Die Perser kommen

Warten auf den Angriff

500 vor Christus wagen die griechischen Kolonien in Kleinasien den ionischen Aufstand gegen die großen Herren im Osten, die Perser. Nur Athen und das kleine Eretria unterstützen sie; der Rest des Mutterlandes lässt sie im Stich. Die Griechenstädte um Milet und Ephesos halten sechs Jahre lang durch. Ihr Aufstand wird blutig niedergeschlagen.

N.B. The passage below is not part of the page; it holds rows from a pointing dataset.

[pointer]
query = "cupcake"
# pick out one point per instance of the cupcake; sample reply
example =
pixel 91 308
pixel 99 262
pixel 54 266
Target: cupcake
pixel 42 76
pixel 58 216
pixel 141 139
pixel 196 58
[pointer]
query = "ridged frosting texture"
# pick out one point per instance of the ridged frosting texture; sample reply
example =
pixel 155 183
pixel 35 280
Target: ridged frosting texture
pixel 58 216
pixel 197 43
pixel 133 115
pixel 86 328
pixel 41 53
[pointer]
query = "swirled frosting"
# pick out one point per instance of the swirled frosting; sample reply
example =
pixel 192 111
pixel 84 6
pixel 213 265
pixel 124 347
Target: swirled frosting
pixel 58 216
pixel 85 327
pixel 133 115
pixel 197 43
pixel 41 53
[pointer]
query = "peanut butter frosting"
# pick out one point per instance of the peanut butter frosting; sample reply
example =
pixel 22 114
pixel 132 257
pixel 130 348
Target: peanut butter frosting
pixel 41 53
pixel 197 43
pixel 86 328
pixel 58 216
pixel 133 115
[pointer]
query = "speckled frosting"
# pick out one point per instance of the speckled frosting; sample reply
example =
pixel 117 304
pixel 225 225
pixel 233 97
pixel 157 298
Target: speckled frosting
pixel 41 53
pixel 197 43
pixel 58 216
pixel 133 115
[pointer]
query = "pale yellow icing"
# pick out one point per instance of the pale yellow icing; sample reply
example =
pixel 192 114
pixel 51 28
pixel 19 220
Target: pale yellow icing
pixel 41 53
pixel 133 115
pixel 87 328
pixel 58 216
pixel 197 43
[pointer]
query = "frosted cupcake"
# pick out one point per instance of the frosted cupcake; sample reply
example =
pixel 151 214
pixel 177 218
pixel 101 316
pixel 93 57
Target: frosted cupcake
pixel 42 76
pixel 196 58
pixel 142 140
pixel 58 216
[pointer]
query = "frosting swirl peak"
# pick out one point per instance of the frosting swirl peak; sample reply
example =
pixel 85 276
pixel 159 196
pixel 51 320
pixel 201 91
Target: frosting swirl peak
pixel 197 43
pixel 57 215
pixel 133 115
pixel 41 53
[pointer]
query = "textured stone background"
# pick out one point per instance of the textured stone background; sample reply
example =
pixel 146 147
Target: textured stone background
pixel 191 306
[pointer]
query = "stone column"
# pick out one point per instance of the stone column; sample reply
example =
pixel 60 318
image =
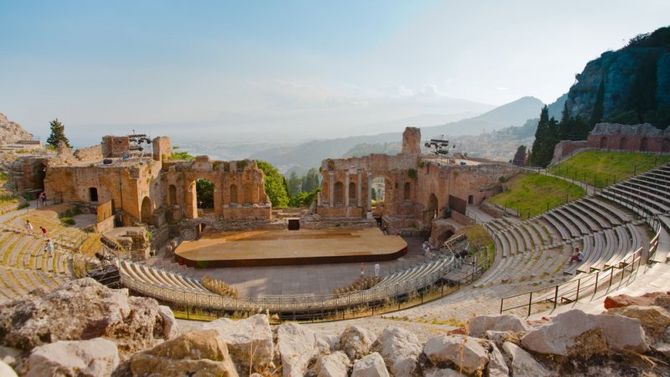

Der Blick des persischen Großkönigs richtet sich jetzt auf Griechenland selbst, auf die Unterstützer des Aufstandes. Eretria wird gleich zerstört; die Bevölkerung versklavt. Und Athen ist nicht weit. Die Athener ahnen nun, was ihnen blühen wird.

Warten auf den Angriff

Auf der Agora sprechen die berühmten Philosophen. Und alle sind zutiefst beunruhigt. Auch auf der Akropolis, dem Burg- und Tempelberg Athens, gibt es nur ein Thema: Die Perser kommen. Die Frage ist nur noch wann und wo genau? Dann kommt die Nachricht: Die Perser sind bei Marathon gelandet. Erwartet wird der Angriff von der nahen Insel Ägina, einem alten Konkurrenten Athens - und mit den Persern verbündet.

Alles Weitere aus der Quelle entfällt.